L’uno su cento

Nessuno lo farebbe. La perdita dell’ 1% è anzi da augurarsi. Chi di voi, se ha cento pecore e ne perde una, non lascia le novantanove nel deserto e va in cerca di quella perduta, finché non la trova? Nessuno di noi. Sono altre le percentuali che ci comandano. Portare le spese per armarci dall’ 1,5 al 5% del PIL questo sì che lo facciamo. Questo sì che conta. L’ 1% della popolazione mondiale detiene il 50% della ricchezza mondiale. Ecco l’uno su cento della realtà. Ma il Padre dei cieli è capace di dare tutto l’amore del mondo a te, a uno. Non perde nulla e nessuno. Non temere.

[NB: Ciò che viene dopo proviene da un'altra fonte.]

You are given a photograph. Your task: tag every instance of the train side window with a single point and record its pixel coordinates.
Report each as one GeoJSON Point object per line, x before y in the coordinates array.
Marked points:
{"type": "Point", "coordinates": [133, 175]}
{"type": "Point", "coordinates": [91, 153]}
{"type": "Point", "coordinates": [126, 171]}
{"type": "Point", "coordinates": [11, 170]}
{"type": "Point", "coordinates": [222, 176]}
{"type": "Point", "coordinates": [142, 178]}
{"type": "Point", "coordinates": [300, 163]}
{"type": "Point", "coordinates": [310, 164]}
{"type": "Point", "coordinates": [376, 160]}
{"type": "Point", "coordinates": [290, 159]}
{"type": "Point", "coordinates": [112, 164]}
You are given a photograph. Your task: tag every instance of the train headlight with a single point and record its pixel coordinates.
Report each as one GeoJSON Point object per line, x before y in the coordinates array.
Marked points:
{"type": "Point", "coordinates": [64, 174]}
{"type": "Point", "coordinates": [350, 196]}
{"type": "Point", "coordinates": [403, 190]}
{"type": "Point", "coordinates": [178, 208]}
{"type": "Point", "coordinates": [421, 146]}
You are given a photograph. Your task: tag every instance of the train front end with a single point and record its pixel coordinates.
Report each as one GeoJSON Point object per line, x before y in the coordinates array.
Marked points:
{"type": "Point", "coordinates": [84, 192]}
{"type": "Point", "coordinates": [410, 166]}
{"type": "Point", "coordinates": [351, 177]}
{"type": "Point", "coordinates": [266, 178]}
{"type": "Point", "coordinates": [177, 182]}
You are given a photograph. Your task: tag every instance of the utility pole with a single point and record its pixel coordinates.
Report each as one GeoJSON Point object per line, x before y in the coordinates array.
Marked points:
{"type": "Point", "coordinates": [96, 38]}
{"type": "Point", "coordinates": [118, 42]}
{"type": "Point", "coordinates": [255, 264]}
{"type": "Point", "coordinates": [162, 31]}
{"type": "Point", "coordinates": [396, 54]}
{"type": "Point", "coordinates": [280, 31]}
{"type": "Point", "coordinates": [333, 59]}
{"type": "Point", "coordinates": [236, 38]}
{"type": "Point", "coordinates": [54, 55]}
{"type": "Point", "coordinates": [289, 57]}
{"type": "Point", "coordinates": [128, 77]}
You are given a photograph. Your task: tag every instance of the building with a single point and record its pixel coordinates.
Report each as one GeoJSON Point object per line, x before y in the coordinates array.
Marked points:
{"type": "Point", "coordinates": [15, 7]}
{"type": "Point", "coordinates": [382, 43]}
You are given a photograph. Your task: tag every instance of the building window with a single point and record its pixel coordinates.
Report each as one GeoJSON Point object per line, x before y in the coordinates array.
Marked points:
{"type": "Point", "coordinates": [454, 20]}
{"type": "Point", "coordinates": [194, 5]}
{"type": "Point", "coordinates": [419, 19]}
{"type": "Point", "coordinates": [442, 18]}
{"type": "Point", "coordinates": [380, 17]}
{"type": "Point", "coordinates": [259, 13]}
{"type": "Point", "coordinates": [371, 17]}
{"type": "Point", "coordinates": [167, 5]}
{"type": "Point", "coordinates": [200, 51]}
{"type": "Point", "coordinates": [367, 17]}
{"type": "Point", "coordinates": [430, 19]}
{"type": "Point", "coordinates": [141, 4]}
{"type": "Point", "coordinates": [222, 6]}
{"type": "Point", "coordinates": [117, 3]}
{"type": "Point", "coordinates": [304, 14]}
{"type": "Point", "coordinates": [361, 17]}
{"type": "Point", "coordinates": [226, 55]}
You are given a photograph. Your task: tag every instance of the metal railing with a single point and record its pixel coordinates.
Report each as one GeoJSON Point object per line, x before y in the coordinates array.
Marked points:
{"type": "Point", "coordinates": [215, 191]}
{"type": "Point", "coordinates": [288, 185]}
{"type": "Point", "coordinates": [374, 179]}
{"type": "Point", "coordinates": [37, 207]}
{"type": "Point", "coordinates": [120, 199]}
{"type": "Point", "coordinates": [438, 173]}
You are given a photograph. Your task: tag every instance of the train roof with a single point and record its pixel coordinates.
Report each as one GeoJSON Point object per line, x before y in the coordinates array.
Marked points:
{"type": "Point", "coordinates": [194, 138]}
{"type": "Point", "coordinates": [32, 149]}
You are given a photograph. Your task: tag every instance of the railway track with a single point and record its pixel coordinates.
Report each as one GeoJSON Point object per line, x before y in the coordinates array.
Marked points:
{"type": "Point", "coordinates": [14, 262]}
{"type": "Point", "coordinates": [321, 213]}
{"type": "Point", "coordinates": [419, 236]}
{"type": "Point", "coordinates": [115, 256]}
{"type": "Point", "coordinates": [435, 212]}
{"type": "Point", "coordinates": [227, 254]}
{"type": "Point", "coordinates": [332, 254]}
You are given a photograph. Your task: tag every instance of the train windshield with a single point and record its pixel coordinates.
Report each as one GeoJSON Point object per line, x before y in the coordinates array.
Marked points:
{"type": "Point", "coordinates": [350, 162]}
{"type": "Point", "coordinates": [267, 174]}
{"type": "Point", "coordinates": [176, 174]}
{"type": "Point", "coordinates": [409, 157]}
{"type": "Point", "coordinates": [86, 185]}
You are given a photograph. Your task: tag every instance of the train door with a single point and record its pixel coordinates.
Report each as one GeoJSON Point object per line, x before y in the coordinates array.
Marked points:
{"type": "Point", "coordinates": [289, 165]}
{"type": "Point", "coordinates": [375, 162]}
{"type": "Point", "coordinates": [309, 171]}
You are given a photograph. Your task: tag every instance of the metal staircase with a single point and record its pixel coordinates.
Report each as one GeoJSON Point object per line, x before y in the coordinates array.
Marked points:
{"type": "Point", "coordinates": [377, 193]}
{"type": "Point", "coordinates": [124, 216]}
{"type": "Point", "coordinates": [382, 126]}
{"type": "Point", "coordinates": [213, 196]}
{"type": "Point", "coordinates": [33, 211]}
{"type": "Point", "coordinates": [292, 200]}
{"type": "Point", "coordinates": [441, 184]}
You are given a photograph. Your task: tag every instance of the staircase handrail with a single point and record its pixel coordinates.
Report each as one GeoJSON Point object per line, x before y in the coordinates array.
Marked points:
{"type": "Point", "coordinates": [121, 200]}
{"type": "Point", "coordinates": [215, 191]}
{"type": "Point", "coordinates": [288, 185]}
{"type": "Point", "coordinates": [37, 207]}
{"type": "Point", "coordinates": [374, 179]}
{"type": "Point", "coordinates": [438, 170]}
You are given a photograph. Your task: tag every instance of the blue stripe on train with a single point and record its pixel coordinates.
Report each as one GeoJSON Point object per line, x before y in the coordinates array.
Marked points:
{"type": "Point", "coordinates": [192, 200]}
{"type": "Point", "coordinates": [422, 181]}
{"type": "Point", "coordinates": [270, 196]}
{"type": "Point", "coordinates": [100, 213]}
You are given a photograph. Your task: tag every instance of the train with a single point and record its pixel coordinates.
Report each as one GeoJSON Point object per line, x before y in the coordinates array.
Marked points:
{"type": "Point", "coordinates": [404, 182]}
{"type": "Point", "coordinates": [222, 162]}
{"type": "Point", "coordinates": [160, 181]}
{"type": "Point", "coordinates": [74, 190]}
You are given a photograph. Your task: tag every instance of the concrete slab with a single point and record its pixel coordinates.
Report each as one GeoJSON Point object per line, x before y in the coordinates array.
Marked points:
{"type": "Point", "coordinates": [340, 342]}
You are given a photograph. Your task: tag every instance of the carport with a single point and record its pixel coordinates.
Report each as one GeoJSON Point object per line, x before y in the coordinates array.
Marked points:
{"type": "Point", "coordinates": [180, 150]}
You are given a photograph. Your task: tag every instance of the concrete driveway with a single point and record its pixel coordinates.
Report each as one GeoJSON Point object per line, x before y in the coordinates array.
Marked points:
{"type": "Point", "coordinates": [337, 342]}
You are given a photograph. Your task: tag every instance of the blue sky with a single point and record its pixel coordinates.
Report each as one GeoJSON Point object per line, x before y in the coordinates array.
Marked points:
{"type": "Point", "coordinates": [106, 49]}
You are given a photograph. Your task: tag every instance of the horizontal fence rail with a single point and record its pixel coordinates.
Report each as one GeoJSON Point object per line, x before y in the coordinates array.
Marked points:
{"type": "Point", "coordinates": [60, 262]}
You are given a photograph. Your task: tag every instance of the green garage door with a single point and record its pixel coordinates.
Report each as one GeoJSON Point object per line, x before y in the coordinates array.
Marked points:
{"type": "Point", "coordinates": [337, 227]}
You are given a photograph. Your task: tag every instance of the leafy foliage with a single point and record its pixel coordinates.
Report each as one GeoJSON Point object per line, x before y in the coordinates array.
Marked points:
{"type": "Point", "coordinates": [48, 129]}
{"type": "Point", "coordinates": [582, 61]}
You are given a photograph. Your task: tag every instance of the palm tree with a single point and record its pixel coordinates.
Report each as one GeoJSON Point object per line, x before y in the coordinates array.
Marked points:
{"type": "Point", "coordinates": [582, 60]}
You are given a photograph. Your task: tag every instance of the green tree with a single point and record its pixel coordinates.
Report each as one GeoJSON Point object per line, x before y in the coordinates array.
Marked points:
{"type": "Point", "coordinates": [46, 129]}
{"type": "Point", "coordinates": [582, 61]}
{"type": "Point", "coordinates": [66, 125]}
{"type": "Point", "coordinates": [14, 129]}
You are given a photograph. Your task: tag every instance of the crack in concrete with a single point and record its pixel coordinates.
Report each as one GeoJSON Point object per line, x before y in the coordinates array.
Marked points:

Lc 15,3-7 Gesù disse ai farisei e agli scribi questa parabola:
«Chi di voi, se ha cento pecore e ne perde una, non lascia le novantanove nel deserto e va in cerca di quella perduta, finché non la trova?
Quando l’ha trovata, pieno di gioia se la carica sulle spalle, va a casa, chiama gli amici e i vicini e dice loro: “Rallegratevi con me, perché ho trovato la mia pecora, quella che si era perduta”.
Io vi dico: così vi sarà gioia nel cielo per un solo peccatore che si converte, più che per novantanove giusti i quali non hanno bisogno di conversione».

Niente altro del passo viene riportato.